Though both have dabbled in the writing field since – Damon penning the scripts for such little seen dramas as Gerry and Promised Land, Affleck earning more prolific credits with Gone Baby Gone and The Town – their talents have pooled together once more, tackling an unlikely subject, but a relevant one nonetheless in The Last Duel.
Set in 1300’s France – though its stars opt to speak in their more natural accents – the film adopts a Rashomon-type storytelling device in its depiction of a rape that took place between Jacques Le Gris (Adam Driver) and Marguerite (Jodie Comer). The events are told from three different perspectives (the film separating itself into a trio of chapters in its focus of each account), his, hers, and her husband’s, Jean de Carrouges (Damon).
The titular duel is the eventual outcome of the “he said, she said” line of questioning that comes forward, a type of justice that is so often left to the grace of God and one that has fallen out of favour ever since. Though the duel, and Marguerite’s account of what took place between herself and Le Gris, occupies the last third of the film – arguably its strongest moments – the lead up proves just as investing as Affleck and Damon’s script, written in collaboration with Nicole Holofcener (Can You Ever Forgive Me?), enjoys framing each of its characters in a variety of shades that speaks to each performer’s strength.
Though they’d like to think as such, neither Jean or Jacques are the heroes of their own story. Jean, though named as a war hero, doesn’t have the respect of his peers.

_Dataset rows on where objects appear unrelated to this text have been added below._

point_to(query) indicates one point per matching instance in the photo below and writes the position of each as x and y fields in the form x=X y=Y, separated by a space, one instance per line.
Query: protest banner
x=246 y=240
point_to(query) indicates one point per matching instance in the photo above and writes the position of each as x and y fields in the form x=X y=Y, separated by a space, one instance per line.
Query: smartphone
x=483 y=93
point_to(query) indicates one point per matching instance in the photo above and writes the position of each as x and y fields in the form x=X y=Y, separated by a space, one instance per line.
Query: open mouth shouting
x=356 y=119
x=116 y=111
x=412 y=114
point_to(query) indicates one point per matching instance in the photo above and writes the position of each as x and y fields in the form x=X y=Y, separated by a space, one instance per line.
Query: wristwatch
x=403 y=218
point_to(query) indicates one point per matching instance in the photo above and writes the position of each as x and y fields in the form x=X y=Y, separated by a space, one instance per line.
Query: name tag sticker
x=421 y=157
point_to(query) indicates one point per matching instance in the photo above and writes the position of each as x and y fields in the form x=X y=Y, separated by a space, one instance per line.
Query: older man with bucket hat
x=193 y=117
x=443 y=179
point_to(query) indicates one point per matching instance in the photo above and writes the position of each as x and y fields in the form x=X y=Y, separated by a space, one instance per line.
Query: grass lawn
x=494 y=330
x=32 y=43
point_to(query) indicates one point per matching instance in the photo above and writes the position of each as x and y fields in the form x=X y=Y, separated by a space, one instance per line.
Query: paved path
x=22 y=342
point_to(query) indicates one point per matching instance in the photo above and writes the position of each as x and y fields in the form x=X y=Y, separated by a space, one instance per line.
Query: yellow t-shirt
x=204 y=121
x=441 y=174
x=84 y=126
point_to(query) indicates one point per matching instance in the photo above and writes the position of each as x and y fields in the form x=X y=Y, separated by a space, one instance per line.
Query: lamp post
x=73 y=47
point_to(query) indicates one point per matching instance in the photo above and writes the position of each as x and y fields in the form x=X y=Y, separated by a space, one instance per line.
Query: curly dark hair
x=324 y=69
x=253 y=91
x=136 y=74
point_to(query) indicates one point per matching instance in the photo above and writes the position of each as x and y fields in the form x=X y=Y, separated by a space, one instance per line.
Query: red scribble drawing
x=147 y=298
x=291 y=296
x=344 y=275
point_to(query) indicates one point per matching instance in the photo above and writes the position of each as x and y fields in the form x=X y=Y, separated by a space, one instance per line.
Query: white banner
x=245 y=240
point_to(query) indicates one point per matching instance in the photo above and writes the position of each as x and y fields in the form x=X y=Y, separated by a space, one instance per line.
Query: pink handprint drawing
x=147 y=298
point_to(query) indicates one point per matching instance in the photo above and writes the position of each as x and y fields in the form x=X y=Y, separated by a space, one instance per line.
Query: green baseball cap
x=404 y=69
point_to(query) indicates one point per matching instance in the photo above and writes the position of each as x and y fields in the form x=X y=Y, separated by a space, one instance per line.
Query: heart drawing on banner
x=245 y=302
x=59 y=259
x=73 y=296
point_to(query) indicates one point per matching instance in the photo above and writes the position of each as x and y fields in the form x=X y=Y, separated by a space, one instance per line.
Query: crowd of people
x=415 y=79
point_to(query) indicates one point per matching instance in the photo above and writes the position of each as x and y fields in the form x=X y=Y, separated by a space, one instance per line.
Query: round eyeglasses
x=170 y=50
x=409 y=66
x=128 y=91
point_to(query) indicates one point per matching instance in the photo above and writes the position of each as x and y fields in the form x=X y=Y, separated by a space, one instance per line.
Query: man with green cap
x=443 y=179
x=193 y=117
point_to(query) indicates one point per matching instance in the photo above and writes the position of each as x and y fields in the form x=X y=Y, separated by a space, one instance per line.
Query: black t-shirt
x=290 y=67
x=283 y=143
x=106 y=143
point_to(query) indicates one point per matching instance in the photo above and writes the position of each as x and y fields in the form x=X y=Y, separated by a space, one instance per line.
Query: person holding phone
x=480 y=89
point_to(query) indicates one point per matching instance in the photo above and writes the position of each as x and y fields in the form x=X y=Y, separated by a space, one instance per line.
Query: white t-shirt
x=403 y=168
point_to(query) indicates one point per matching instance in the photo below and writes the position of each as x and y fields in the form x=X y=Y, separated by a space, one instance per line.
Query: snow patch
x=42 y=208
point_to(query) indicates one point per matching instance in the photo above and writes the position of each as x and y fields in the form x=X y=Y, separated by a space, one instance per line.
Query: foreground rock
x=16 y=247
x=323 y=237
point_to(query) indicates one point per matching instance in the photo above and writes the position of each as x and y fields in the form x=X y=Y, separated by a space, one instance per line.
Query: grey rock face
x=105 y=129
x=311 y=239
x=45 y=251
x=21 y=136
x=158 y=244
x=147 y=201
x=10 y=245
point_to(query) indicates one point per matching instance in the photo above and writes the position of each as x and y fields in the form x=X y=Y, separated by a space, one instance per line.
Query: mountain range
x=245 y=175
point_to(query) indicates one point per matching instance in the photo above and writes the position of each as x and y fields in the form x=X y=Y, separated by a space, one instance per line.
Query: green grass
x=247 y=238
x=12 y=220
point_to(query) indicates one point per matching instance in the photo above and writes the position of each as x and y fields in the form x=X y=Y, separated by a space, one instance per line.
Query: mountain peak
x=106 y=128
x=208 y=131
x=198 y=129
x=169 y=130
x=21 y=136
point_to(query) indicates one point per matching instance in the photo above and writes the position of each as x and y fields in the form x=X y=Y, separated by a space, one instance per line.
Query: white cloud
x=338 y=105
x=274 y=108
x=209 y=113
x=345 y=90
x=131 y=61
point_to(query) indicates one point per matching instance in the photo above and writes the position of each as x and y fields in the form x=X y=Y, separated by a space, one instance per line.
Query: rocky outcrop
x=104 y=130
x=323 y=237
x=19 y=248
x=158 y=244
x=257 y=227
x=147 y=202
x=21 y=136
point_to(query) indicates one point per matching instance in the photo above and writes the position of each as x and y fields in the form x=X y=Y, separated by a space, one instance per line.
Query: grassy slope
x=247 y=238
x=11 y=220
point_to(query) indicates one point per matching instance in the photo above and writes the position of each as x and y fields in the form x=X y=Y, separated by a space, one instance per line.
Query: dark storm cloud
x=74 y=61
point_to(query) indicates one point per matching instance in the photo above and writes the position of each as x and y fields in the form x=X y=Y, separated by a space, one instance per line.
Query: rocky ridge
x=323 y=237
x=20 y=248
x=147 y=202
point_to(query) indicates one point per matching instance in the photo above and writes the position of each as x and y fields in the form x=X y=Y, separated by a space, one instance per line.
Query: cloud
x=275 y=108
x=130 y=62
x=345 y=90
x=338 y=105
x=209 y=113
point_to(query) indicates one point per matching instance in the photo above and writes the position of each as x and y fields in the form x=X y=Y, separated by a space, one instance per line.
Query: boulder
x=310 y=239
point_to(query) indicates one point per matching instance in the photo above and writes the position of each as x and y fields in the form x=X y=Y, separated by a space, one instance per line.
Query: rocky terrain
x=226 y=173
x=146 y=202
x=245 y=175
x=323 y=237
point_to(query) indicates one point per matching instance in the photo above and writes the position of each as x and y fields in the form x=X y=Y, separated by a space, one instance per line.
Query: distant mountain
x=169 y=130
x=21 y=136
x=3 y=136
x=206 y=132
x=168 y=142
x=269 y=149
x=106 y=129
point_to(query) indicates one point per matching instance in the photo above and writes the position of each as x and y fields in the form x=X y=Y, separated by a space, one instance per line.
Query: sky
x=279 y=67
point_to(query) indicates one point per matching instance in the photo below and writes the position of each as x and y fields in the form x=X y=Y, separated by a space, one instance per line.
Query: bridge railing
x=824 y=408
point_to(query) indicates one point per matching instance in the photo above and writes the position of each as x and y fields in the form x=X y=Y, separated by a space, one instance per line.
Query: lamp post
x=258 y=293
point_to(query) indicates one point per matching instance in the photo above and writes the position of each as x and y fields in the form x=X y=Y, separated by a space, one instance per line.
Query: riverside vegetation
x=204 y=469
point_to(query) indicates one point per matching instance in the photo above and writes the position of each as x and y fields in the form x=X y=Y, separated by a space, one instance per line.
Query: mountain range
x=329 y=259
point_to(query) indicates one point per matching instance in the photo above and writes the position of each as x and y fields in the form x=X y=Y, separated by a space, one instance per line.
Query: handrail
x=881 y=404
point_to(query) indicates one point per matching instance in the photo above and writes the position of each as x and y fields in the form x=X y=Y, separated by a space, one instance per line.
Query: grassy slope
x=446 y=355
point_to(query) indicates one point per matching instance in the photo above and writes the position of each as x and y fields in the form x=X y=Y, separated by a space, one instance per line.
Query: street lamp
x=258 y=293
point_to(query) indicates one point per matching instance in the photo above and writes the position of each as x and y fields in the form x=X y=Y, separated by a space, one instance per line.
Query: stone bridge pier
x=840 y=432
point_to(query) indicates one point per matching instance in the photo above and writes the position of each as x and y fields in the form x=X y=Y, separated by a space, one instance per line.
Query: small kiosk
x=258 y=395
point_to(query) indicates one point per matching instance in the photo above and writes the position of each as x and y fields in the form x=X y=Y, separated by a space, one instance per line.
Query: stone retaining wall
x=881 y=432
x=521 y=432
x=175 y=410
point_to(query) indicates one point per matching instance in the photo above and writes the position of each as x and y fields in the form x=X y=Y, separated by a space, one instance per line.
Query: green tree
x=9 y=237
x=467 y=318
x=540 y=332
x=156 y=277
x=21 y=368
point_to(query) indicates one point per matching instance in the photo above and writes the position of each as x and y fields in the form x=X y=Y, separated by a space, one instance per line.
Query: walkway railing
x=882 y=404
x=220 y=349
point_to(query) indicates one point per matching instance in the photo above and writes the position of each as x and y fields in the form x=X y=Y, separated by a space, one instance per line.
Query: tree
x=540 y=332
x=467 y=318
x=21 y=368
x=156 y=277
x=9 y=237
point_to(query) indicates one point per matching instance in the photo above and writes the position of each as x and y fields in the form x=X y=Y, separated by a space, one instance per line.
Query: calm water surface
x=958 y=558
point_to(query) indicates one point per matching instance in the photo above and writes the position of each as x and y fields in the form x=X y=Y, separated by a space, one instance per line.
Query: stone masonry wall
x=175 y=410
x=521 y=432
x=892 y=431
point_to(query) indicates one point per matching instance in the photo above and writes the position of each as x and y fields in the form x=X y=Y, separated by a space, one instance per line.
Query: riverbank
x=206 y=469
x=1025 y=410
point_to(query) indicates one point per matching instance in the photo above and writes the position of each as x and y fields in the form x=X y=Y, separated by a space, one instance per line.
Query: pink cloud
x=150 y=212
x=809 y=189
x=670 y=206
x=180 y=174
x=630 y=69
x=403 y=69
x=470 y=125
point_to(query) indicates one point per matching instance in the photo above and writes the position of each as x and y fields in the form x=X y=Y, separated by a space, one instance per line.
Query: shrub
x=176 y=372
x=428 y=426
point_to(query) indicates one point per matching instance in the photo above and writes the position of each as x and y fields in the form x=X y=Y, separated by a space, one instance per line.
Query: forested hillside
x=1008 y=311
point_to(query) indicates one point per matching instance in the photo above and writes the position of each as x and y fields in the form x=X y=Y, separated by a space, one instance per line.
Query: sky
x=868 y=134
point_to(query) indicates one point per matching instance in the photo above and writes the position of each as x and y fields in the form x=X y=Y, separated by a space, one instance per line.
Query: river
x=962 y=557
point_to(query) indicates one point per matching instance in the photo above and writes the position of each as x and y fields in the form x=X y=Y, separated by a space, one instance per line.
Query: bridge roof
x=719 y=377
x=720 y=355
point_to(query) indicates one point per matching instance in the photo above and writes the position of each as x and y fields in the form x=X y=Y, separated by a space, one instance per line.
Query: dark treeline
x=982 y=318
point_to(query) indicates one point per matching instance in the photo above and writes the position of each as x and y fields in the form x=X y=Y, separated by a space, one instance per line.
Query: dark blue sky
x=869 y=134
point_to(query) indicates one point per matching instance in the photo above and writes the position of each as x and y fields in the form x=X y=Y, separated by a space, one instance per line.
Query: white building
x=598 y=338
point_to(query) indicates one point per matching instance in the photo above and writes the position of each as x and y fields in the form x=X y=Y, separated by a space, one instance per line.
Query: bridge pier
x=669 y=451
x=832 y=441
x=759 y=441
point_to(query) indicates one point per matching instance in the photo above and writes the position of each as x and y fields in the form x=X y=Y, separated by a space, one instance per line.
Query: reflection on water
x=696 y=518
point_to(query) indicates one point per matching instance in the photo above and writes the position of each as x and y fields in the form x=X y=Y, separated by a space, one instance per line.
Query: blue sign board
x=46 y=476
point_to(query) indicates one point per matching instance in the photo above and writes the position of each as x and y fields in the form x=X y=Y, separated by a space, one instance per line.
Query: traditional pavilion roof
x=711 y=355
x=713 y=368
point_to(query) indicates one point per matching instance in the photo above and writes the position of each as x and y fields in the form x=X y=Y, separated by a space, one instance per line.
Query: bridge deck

Jacques, whilst well-liked and hailed often for his appearance, has a reputation with women that keeps him from being taken seriously as a leading figure. And Marguerite, the most sympathetic and innocent of them all, is similarly shaded in a sporadic manner that questions her judgement as she quietly defies the rules imposed on her.
Given that the subject of rape and the subsequent threat to stay quiet is at the core of Ridley Scott‘s film, one would be right in suspecting either vast unpleasantness in its imagery or an unnecessary lingering in its periodic storytelling. Thankfully, neither come to fruition. Yes, it goes without saying that watching the act of sexual assault is far from pleasing to the eye, but Scott wisely never indulges in such aesthetics. And though the film itself runs for 153 minutes, it never once feels as if it overstays its welcome.
The Last Duel isn’t the most obvious script from Damon and Affleck – who would’ve thought we’d be getting a commentary on rape culture – but their collective intelligence and wit keeps the film at a topical forefront whilst simultaneously reminding us of their performative strength. As much as an against-type Damon and a smarmy Affleck are a pleasure to behold, the latter is truly having a ball utilising his comedic grease, it’s Comer that utterly walks away with the film entirely, honing a grace and an assurance that elevates an oft-delicious play of words.
FOUR STARS (OUT OF FIVE)
The Last Duel is screening in Australian cinemas from October 21st, 2021.